New York Police Department spokesman Peter Donald said Thursday that investigators are reviewing police files to see if anyone else reported being assaulted or harassed by him.
So far, no filed complaints have been found, he said, other than one well-known case that prompted an investigation in 2015, but authorities are encouraging anyone with information on Weinstein to contact the department.
London police were also looking into a claim it had received from the Merseyside force in northwest England, British media reported Thursday. Merseyside police said the allegation was made a day earlier and concerned “an alleged sexual assault in the London area in the 1980s.”
Some 30 women - including actresses Angelina Jolie, Ashley Judd and Gwyneth Paltrow - have spoken out recently to say Weinstein had sexually harassed or sexually assaulted them. Weinstein was fired Sunday by The Weinstein Co., a studio he co-founded with his brother.
Some of the allegations involved conduct at hotels in Beverly Hills, but police there didn’t return calls on whether they were investigating any possible crimes. The Los Angeles Police Department has no open investigations.
Detectives in the NYPD’s special victims unit were instructed to identify and speak with any potential victims, including the women who spoke about their encounters with Weinstein in the New Yorker article, according to a law enforcement official briefed on the matter who spoke to The Associated Press on condition of anonymity.
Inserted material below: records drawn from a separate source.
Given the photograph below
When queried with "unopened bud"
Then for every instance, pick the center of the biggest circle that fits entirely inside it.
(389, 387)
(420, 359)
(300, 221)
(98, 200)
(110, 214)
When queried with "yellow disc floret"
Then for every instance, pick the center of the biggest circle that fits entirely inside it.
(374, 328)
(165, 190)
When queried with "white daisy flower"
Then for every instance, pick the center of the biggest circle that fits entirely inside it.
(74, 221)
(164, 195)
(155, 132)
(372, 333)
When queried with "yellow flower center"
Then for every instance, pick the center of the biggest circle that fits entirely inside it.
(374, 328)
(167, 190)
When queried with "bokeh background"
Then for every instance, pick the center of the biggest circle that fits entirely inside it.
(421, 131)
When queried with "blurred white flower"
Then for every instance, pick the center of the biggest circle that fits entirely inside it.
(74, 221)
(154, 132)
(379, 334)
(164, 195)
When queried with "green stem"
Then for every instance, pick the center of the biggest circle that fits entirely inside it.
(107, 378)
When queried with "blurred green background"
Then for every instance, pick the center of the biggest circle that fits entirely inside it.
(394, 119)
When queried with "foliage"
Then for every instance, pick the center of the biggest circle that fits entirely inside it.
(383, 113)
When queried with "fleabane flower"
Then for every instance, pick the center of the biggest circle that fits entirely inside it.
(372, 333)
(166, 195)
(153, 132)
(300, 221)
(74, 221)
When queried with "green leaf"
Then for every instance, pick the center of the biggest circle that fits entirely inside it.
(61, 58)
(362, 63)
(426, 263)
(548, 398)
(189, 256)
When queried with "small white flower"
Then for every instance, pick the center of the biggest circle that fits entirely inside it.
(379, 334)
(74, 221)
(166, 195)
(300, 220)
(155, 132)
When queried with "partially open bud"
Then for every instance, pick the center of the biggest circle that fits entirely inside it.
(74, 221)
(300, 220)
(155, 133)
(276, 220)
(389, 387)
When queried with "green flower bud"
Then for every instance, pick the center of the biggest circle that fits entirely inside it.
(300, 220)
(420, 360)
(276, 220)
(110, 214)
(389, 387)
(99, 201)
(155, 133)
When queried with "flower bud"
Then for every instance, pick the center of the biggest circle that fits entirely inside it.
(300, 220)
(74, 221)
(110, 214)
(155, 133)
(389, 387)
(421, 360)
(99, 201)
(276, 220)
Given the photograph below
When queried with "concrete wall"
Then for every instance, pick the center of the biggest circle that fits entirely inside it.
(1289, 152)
The Summit County Sheriff’s Office, which shares a records system with Park City Police, had no reports or calls involving Weinstein or McGowan in the past 30 years, sheriff’s spokesman Lt. Andrew Wright said.
In The New Yorker expose, a former actress, Lucia Evans, said Weinstein forced her to perform oral sex in 2004 when she was a college student. A second woman, actress and filmmaker Asia Argento, told the magazine that Weinstein forcibly performed oral sex on her in 1997 at a hotel in France.
Under New York law, making someone engage in oral sex by physical force or the threat of it is a first-degree criminal sexual act. There’s no legal time limit for bringing charges.
New York detectives already investigated Weinstein once, the 2015 probe when an Italian model said the studio executive grabbed her breasts and groped her. Detectives set up a sting where they recorded a conversation between the woman and Weinstein while he tried to persuade her to come into his hotel room.
Manhattan District Attorney Cyrus R. Vance Jr. said prosecutors decided there wasn’t enough evidence to prosecute the case.
“I, like they, were very disturbed by the contents of the tape,” Vance said. “But at the end of the day we operate in a courtroom of law, not the court of public opinion. And our sex crime prosecutors made a determination that this was not going to be a provable case.”
Police investigated that allegation as a case of forcible touching, a misdemeanor with a two-year time limit for bringing charges. The statute of limitations has since expired.
Thursday evening, Amazon Studios announced its chief, Roy Price, had been placed on leave after a producer detailed crude remarks she said he made to her after a 2015 Comic-Con event in San Diego. Isa Hackett, the daughter of author Philip K. Dick and a producer on the Amazon series “Man in the High Castle,” told The Hollywood Reporter that Price persisted with sexual remarks toward her throughout the evening.
She said she complained to Amazon executives, who launched an investigation but never informed her of the results. She told the Reporter she never saw Price again at an Amazon event promoting the show or another series based on her father’s work.
Hours earlier, the Eastern branch of the Writers Guild of America pledged to take action to prevent future abuse, noting that “sexual harassment and assault have long been hallmarks of the entertainment industry.”